Pass F5 is only 40 W into 4 Ohm. That is not enough!
I tend to agree here, but I'm running a ~50W (@8 Ohm) tube amp right now driving the T-IV's full range and it's sounding good/detailed. If he's going to bi-amp with the Pass amps it -might- be enough if the room is on the smaller side.
I say appx. 50W because the amp is designed for KT-120's and I'm using 6550's instead, so it's output is less than the design spec of 75WPC. As I've stated before, I only need about 15WPC (on 8-Ohm meters) for the room to start feeling 'too loud', however.
Output volume is unarguably related to I^2R. With my DVM I measure typical AC voltages of 5-6 volts at speaker terminals when playing loud. However this meter does not have the temporal response to read accurate values for the peaks, so let me get back to you on that once I have a decent analog AC Voltmeter to play with.
My unfounded belief is that much of this preoccupation with massive power is a reflection of the amplifier architecture required by low impedance speakers. A power supply that can readily provide the current required is feature of a better quality amp. The degradation in sound quality that one might hear from lower power amplifiers may be the impact of shortfalls in the power supply dept.
My expectation is that at `my volumes' there are peaks to perhaps +/-20V, and potentially the impedance of planar may be as low as 2.5 Ohms. This suggests an F5 with a power supply that can give 40V/2.5 Ohms (16A) might do the trick.
However, my wife tells me that on occasion I am wrong.
Keep in mind that Magnepans are one of the most capable speakers at producing impulse transients like drum/cymbal percussion. These instantaneous changes in voltage approach infinite wattage/current in the instant they are generated.
The signal path from the source through to the amplifier all have to try to reproduce that signal/current demand, of course at lesser extremes with lower voltages. When it gets to the power amp, that current demand goes way up as it tries to drive the low impedance load (relatively) of the speakers.

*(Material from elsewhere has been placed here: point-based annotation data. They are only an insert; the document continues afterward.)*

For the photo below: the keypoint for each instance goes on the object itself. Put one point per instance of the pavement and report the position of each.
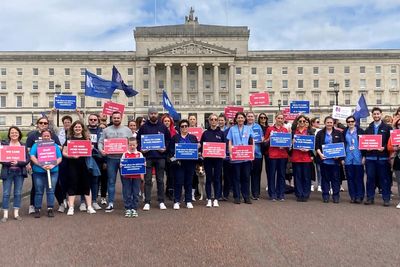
(265, 233)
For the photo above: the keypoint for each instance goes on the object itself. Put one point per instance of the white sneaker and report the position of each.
(215, 203)
(82, 207)
(70, 211)
(96, 206)
(91, 210)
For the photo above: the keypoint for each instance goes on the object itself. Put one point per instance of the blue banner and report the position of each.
(152, 142)
(280, 139)
(65, 101)
(300, 107)
(186, 151)
(335, 150)
(304, 142)
(133, 166)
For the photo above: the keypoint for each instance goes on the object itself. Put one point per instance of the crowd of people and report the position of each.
(309, 169)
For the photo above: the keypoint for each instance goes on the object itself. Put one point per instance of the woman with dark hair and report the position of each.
(13, 172)
(330, 168)
(79, 179)
(240, 134)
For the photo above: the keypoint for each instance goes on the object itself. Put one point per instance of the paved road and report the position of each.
(263, 234)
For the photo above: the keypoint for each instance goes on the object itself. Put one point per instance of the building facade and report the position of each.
(203, 68)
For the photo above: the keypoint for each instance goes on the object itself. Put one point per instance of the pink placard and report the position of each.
(242, 153)
(12, 153)
(395, 137)
(370, 141)
(110, 107)
(196, 131)
(115, 145)
(259, 99)
(230, 111)
(214, 150)
(79, 148)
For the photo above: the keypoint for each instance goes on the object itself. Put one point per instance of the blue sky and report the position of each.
(95, 25)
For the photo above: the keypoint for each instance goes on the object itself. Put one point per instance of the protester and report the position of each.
(13, 172)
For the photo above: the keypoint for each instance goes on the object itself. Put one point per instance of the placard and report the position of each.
(370, 141)
(186, 151)
(132, 166)
(280, 139)
(334, 150)
(230, 111)
(110, 107)
(304, 142)
(300, 106)
(115, 145)
(152, 142)
(242, 153)
(79, 148)
(196, 131)
(65, 101)
(259, 99)
(214, 150)
(12, 153)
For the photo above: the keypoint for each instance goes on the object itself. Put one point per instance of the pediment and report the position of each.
(192, 48)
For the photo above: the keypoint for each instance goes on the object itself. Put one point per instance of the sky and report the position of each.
(107, 25)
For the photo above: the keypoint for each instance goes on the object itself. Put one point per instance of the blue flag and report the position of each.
(116, 77)
(169, 107)
(98, 87)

So it really depends on the amp, and it's current delivery capabilities to be able to keep those notes sharp/accurate. Magnepans are so revealing that deficiencies of the amp can be heard, where they may not be with a standard speaker that's not 'fast' enough.
Understood - that echoes my thoughts.
There is always the turbo...
As Dennis said: " So it really depends on the amp, and its current delivery capabilities to be able to keep those notes sharp/accurate ."
Maggies are not the only spkrs that sound better when the amp driving them has bags of current-delivery capability. A mate of mine had some stand-mount B&Ws for many years. He first drove them with a very good-sounding Oz-made 40w tube amp. They sounded very nice - if a little bland ... so one day he decided to try a 150wpc ss amp. That made a huuuge difference ... and he thought he was done! Then, a wicked friend brought over his Magtech to try (500w into 8 ohms, 900w into 4 ohms ... and stable into 2!). Russ then bought a Magtech! :-))
Well, with all forms of conversion to mechanical motion from electricity, it's the magnetic field of the permanent magnets interacting with the magnetic field of the voice coil, or in the case of Magnepans, the linear voice wires. The magnetic field of the wire is generated from the current flowing in the wire. Voltage and current are inter-related but the current (flow of electrons) is what generates the magnetic field.
Still I=V/R. As the Magnepans driven active is a pure restive load there is not a lot of currrent running through them. The power amps used by myself will not run out of current but of voltage. They can deliver a maximum peak current of 80 A but that will only be the case with some completely stupid speakers which need to go back to the designing board. With the 4 Ohm basses of a Magnepan peak current may be about 10 A (400 W in 4 Ohm).
I think it depends on the amp, some amps spec'd at high voltage/wattage will fall short on current delivery under load with dynamics, which again will create higher than 'average' instantaneous current/voltage demands. A lower wattage amp that can deliver high current can be OK, if it can keep up with the instantaneous demand (at lower volumes, of course).